From The Jewish Press: The call from the Department of the Army came to me on a random day in the summer of 2012, an unexpected offer to serve our country as an Army civilian. The opportunity presented to me that afternoon had all the perks that any young professional would dream of: on the job training, continuing education, mentorship and apprenticeship in addition to job stability and security with lifelong benefits and opportunity for job growth with the federal government. The catch, however, would be a commitment of two years of public service to our military – anywhere in the world.
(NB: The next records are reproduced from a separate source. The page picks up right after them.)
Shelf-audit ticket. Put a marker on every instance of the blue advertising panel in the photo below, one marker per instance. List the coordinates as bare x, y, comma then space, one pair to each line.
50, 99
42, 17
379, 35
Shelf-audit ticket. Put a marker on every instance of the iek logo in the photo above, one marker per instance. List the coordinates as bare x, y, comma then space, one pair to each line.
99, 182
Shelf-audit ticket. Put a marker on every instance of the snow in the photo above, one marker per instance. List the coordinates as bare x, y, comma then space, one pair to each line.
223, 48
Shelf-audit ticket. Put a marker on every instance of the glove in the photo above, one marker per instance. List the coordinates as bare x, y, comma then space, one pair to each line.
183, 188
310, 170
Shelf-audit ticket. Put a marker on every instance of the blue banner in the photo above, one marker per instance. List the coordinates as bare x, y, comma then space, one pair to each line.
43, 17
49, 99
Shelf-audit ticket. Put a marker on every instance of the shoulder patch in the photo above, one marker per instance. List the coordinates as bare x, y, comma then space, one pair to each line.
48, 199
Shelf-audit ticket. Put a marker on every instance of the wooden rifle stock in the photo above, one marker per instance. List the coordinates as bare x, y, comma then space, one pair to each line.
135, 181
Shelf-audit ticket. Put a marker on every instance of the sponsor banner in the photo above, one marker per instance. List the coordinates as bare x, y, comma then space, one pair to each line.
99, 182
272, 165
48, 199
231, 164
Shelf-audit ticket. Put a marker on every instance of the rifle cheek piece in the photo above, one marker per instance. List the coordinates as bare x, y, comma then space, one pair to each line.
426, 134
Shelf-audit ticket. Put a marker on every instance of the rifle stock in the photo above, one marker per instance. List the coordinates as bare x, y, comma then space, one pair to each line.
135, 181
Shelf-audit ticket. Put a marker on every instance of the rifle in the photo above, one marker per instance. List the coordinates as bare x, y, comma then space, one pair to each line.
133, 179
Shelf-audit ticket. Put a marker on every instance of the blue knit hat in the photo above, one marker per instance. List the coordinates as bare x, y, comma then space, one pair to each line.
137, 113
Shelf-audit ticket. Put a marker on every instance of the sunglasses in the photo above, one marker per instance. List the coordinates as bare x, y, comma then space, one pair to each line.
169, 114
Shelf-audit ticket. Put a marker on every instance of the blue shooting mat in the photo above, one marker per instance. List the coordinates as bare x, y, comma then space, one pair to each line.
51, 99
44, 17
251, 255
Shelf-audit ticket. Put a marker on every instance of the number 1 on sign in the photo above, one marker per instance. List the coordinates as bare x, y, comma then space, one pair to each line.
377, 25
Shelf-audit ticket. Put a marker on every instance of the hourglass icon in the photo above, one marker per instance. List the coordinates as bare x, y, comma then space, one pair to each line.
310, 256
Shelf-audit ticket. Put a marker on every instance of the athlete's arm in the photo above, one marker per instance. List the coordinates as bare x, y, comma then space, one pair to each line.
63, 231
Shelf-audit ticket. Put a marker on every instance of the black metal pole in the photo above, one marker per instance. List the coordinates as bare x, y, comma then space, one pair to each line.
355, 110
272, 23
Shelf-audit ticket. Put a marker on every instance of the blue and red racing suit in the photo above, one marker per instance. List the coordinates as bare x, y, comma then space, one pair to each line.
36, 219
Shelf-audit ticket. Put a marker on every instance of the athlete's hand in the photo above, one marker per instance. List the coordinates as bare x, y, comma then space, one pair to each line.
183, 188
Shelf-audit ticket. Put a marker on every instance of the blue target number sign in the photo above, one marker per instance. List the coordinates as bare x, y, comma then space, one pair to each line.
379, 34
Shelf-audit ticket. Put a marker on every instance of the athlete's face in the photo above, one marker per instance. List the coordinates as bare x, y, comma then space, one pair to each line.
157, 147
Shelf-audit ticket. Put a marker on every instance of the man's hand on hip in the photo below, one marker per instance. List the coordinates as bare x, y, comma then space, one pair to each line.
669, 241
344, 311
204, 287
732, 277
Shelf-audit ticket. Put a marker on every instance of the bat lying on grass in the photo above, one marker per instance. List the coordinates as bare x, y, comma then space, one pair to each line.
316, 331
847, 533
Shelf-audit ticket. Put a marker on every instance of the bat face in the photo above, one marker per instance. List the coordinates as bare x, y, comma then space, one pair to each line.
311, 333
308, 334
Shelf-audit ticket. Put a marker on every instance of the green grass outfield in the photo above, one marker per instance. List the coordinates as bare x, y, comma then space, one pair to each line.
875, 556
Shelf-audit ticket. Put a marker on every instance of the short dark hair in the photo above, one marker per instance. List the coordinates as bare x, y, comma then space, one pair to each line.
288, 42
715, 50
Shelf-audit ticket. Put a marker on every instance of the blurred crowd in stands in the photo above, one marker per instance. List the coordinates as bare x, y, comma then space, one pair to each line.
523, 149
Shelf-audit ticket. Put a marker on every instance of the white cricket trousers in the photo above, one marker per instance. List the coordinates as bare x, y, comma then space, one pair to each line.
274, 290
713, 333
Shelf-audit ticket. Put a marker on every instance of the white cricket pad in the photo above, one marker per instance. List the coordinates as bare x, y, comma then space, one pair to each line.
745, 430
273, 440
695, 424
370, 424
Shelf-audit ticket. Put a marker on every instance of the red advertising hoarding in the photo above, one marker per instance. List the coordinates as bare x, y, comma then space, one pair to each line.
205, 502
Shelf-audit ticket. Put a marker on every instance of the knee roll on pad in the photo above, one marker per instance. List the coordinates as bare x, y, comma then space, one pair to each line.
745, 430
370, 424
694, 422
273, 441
The offer came from the Office of the Chief of Public Affairs, known within the Army as OCPA. Headquartered in Washington D.C., OCPA is the United States Army command responsible for explaining and justifying the intricacies of the army to the public. OCPA fulfills the army’s obligation to keep the American people and the army informed. The job is not an easy one. One must explain and balance the intricacies of the United States Army while protecting national security interests. Upon learning more about the position and its responsibilities, I began to realize what an honor and privilege it would be to join a group of unique individuals who undertake such a complex mandate with integrity and pride. Who was I to turn down such an offer?
The average young professional fresh out of graduate school with limited job experience, especially in today’s economy, would more than likely not think twice of accepting this job offer. I however, as an Orthodox Jew, had to think twice about it. Once I realized I would be fulfilling my lifelong dream of public service to my country, which has given so much to me, my family and community, I graciously accepted the Army’s offer, a decision I will never regret.
At the time of the offer, I was living on New Yorks’ Upper West Side; a bastion of Modern Orthodoxy and the place to live if you are young, single, and Jewish. At the time I was working for a Jewish not-for-profit where I gained valuable work skills, but yearned for higher job growth. I was told by OCPA officials told me I would have to leave New York as the initial assignment by would be in Philadelphia with later assignments in Maryland and Washington, D.C. Upon completion of my training I would be assigned to a yet to be determined location based on the needs of the U.S. Army. Not originally being from New York, I welcomed the opportunity to move back home to Philadelphia, where I was born and raised. While many would probably hesitate to move multiple times over two years, I saw it as a unique chance to live in and explore other cities while serving the needs of our country.